If I could make a product with even half the long-term appeal as War2, I’d die happy. That said, I decided to think back and dissect what made it so great.

The game was relatively simple with only a handful of unit types, buildings, upgrades, and players generally stuck to a handful of maps (GoW, Friends, PoS, HSC, and maybe a few more). It was a relatively newbie friendly game with a not-so-steep learning curve to capture the basics, but gave enough room to grow that seasoned veterans could wipe out more novice players with ease. The game was both inviting in the short-term and challenging in the long-term, a combination that is hard to get right.

The end-game scenarios begged you to play one more. By that I mean winners always felt they could play a rematch to win in even grander style and losers always felt as if they ‘knew why’ they lost and could correct it next time. This is an interesting dynamic, that games always seemed closer than they really were. Moreover, the games were relatively lightweight and you could be up and playing again in literally less than a minute from ending the last game, greatly reducing the psychological barriers to deciding to play again.

The unpredictability of gameplay was so fascinating in that the same exact game setup could yield very different types of games. A 2v2 Garden of War could be over in 5 minutes with a well-coordinated rush or could last 2+ hours with players choosing a long-term power strategy. When you were launched into a new game, you never knew if you were in for a quick, scrappy scrum or a drawn-out epic battle and this kept things interesting. You played for the epic games, but quick fights were also very gratifying, so you left happy no matter what. But overall, the variable degree of satisfaction and surprise kept things new and alluring each time you immersed yourself in a game.

The tension of the rock, paper, scissors dynamic creeps in at the beginning of each game.

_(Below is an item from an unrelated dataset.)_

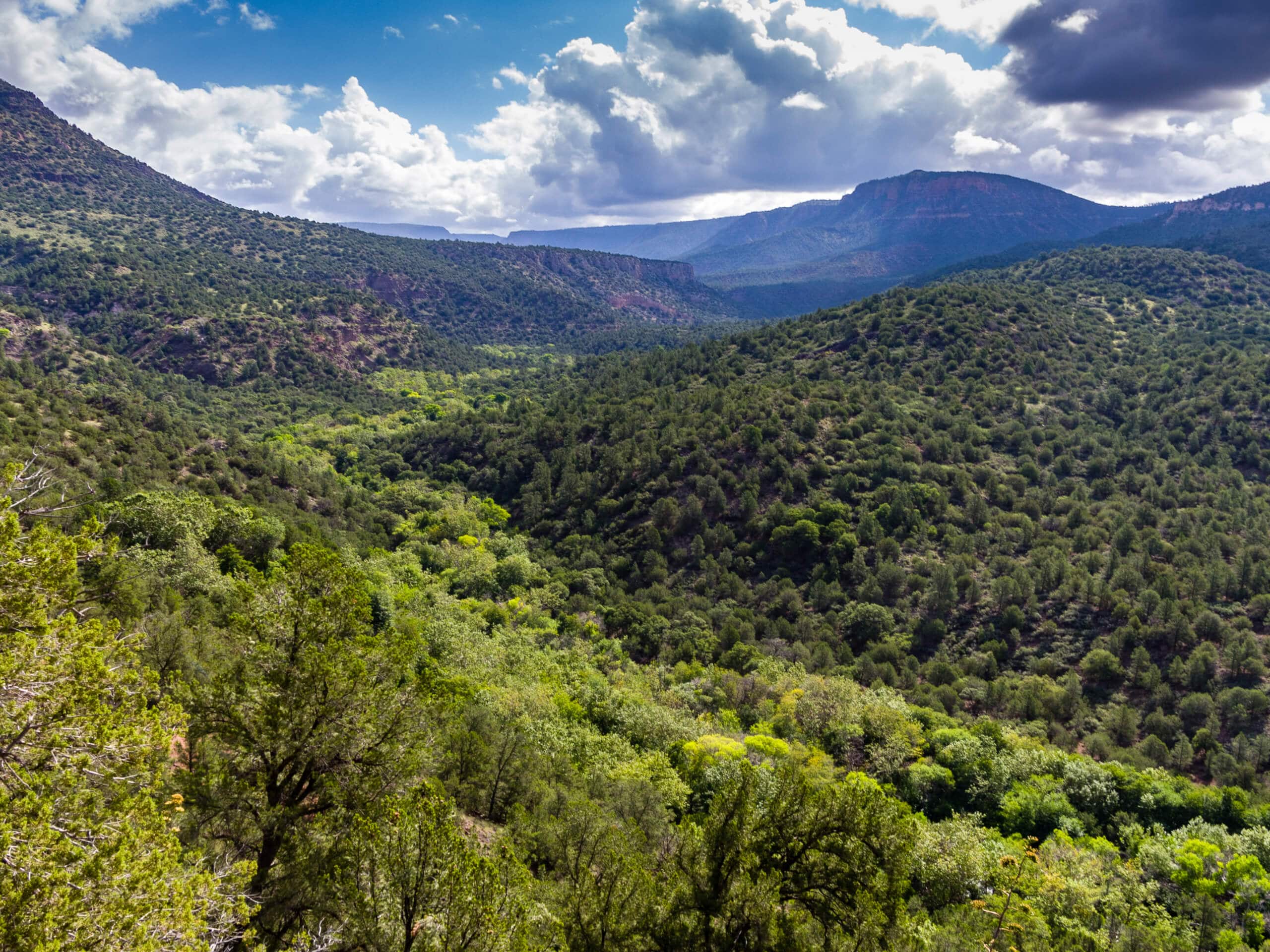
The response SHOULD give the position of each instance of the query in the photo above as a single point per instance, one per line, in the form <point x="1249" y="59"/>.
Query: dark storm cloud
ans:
<point x="1135" y="54"/>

All you can see is you and your allies’ base, with the fog of war obfuscating the rest of the map. Every second the apprehension builds. Will it be a rush, a power, an offensive tower, a quick expansion, or some hybrid? The complexity compounds when you have a team-game. Both rush? Both power? One of each? And what if it’s 3 or 4 players per side? Wow, it gets crazy. A good strategy is 20% guesswork and 80% execution, but great guesses can prove to be powerful. The serendipity of choosing the right or wrong counterstrategy to your opponent is enough to create anxiety but not enough to leave the game to pure chance.

The masculinity of destruction is so empowering for the players, who, by the way, were mostly male. There is simply nothing like a group of fully upgraded and bloodlusted ogres pounding a townhall down or a death knight casting death and decay in an enemy’s gold flow. It feels amazing to slaughter your opponents troops and leave a path of razing and sheer destruction behind you. It’s one of these things that feels so indescribably good but you don’t know why and you just can’t explain it to someone who “doesn’t get it”.

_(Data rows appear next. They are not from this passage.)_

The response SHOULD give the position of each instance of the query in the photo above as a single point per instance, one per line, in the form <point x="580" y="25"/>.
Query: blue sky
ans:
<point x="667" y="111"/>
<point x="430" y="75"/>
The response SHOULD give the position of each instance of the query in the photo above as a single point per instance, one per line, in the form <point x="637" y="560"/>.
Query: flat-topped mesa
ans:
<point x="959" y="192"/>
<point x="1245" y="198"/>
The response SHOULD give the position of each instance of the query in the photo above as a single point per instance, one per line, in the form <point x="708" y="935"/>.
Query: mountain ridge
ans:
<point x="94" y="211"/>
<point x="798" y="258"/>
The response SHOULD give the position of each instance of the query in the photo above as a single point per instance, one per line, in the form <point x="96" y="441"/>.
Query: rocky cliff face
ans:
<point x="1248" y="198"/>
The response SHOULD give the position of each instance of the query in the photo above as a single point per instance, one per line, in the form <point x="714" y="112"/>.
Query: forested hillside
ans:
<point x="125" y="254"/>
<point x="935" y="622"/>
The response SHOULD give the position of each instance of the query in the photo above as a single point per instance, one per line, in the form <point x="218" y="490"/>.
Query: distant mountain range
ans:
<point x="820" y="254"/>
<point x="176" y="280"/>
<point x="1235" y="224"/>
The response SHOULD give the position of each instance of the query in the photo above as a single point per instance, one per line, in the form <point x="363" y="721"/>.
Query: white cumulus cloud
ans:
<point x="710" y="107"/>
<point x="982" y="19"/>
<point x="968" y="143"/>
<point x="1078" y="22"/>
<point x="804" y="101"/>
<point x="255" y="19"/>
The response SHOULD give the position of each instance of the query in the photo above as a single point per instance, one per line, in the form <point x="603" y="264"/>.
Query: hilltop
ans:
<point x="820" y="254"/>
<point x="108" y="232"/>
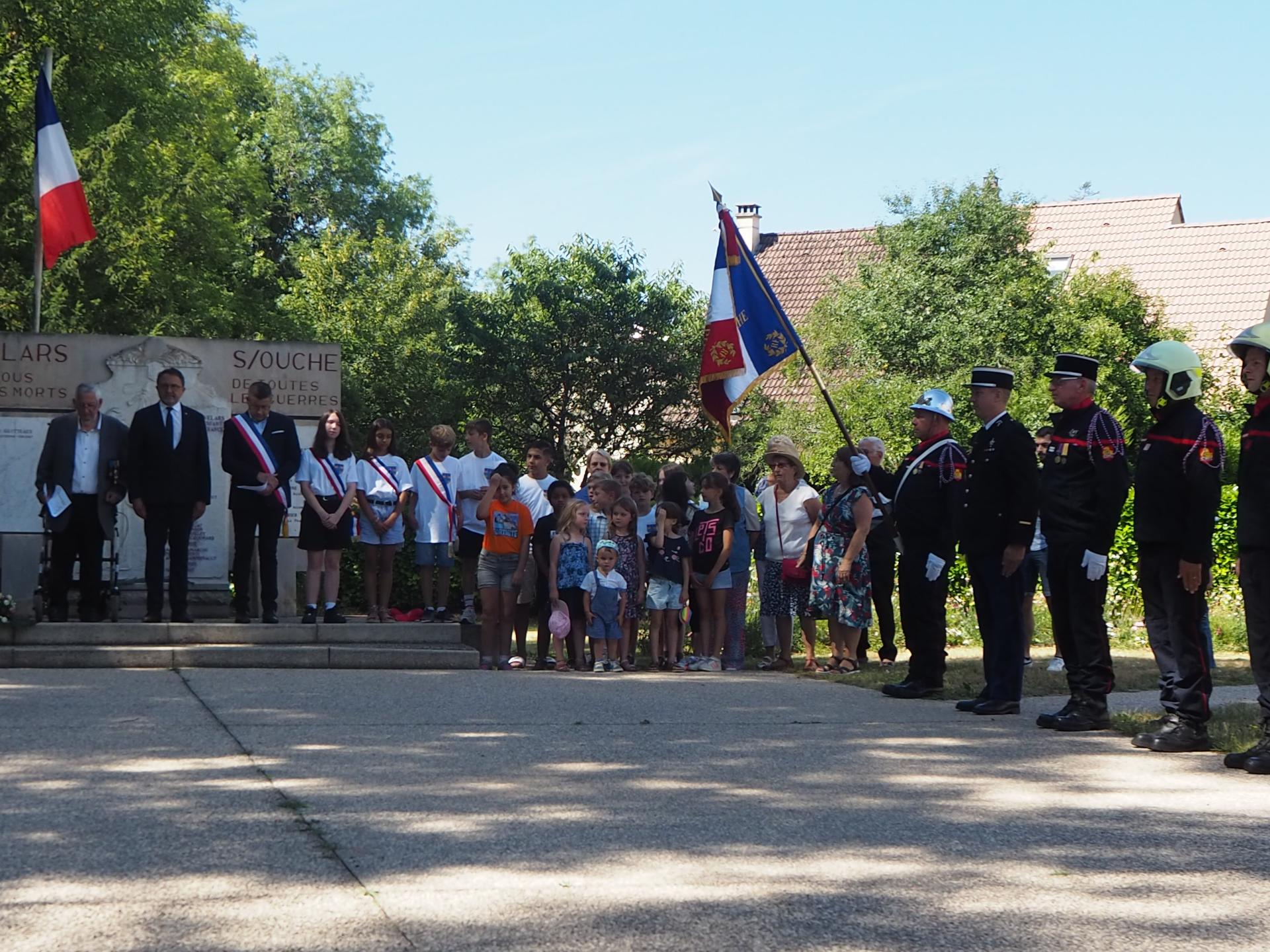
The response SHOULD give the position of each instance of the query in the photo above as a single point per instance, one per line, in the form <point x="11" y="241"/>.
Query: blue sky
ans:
<point x="556" y="118"/>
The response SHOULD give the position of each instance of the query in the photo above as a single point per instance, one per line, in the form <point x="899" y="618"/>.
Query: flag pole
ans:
<point x="40" y="238"/>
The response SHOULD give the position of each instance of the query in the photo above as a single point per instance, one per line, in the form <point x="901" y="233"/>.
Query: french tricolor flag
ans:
<point x="64" y="219"/>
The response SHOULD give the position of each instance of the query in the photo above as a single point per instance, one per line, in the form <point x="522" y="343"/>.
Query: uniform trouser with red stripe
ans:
<point x="1173" y="616"/>
<point x="1080" y="630"/>
<point x="1255" y="582"/>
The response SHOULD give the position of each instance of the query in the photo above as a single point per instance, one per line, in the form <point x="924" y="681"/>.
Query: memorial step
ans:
<point x="365" y="655"/>
<point x="212" y="633"/>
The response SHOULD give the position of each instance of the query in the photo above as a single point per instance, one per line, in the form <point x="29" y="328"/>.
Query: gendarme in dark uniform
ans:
<point x="999" y="514"/>
<point x="1177" y="491"/>
<point x="1083" y="484"/>
<point x="1253" y="532"/>
<point x="926" y="508"/>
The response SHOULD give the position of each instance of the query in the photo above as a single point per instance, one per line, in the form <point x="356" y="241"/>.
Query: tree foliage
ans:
<point x="582" y="347"/>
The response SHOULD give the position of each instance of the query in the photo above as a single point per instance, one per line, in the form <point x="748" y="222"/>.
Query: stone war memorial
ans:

The game is very much a social experience both for real-life friends and friends made through online play. As I said earlier, my friends and I would play religiously day in and day out. If any of us was lukewarm on playing on a given day, the others could easily convince them to play ‘just one’ that turned into many games and many hours of fun. Like all bad decisions, you will almost certainly follow a few of your friends jumping off that bridge if they push hard enough. After all, they need you or they can’t play that awesome 4v4 match!

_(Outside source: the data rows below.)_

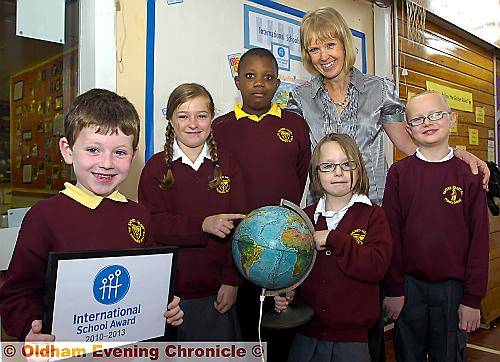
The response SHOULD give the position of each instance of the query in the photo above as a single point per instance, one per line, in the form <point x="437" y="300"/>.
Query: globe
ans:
<point x="273" y="247"/>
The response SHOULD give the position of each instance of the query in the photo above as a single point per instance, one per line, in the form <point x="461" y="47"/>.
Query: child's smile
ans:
<point x="101" y="161"/>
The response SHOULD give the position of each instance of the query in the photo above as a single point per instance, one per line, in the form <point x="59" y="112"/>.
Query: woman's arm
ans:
<point x="400" y="137"/>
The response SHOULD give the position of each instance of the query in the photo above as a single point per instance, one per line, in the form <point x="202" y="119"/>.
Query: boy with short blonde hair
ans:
<point x="439" y="222"/>
<point x="101" y="137"/>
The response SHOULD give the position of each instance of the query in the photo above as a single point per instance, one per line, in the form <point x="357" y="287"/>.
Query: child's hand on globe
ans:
<point x="281" y="303"/>
<point x="320" y="239"/>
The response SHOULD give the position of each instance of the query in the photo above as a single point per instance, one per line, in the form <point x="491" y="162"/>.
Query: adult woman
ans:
<point x="341" y="99"/>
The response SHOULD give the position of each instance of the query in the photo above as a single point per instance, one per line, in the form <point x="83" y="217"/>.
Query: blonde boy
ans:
<point x="101" y="137"/>
<point x="438" y="216"/>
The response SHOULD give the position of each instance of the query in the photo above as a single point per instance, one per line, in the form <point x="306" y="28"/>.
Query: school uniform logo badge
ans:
<point x="224" y="185"/>
<point x="136" y="230"/>
<point x="358" y="235"/>
<point x="285" y="135"/>
<point x="453" y="195"/>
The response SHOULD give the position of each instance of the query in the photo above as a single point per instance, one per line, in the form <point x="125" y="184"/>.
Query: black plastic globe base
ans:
<point x="291" y="317"/>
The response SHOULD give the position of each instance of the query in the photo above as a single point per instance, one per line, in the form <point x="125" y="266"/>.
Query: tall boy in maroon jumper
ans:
<point x="273" y="150"/>
<point x="439" y="222"/>
<point x="101" y="137"/>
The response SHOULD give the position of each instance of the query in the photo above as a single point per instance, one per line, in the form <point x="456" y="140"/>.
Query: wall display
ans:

Rankings and clans pushed the achiever-types to constantly want to pump their stats. Playing with some of the big online personas (the best players) was awe-inspiring. I remember wanting to be in some of the best clans so badly that I would dream about it. It was something to aspire to that never got old. If you made it, you were in the club and got to append a clan symbol to the end of your name, a sign that you were among the elite and obviously cool. I would seek out games with the top players and try to impress them. Because I never quite made it, I was always looking up to them and their God-like statuses. It kept me going.

The gameplay was not long tail in that there were a few core setups that were played over and over again. I would say 80+% of games were GoW or Friends with high resources on fastest speed. This meant that everyone was training to perfect the same set of tactics and it was not as though every player had their niche map and setup. This made the competition all the more fierce and wins all the more rewarding. If you can win on some obscure map because you have specialized unique knowledge of the terrain and strategy, that’s okay. However, if you can win consistently on the map everyone is an expert at and plays many times a day, then you are really powerful.

Every game was about the team and not the individual. In games like Diablo and WoW we see the end goal as a selfish one, to advance your character. Although I did play Diablo a lot and loved it, there is something unique when the win involves the whole team and is for the whole team, especially if you’re playing with real-life friends. The ‘Aha! We did it together. Yes!’ moment is what meant the most for me. It’s like going to war with your best friends and coming out the victors, something that’s so uniquely special.

So what got me to stop playing?

The last key War2 moment I remember was a 2v2 Garden of War match where my friend Derek DiPietro and I were beating Metal and Azteca, the top-ranked two-some in the world at that time. Upon sensing defeat, they disconnected their modems and dropped. We got a ‘disc’ instead of the win. Somewhere in the depths of the hard drive of an old machine in my house, there is a screenshot of the pending victory, and that’s what counts. I guess having won the ultimate prize was enough and my play trailed off from there.

I still played a few times off and on since then. Even more surprising is that now I am 21, it’s 13 years after release, and I still have the urge to play. Blizzard definitely did something right.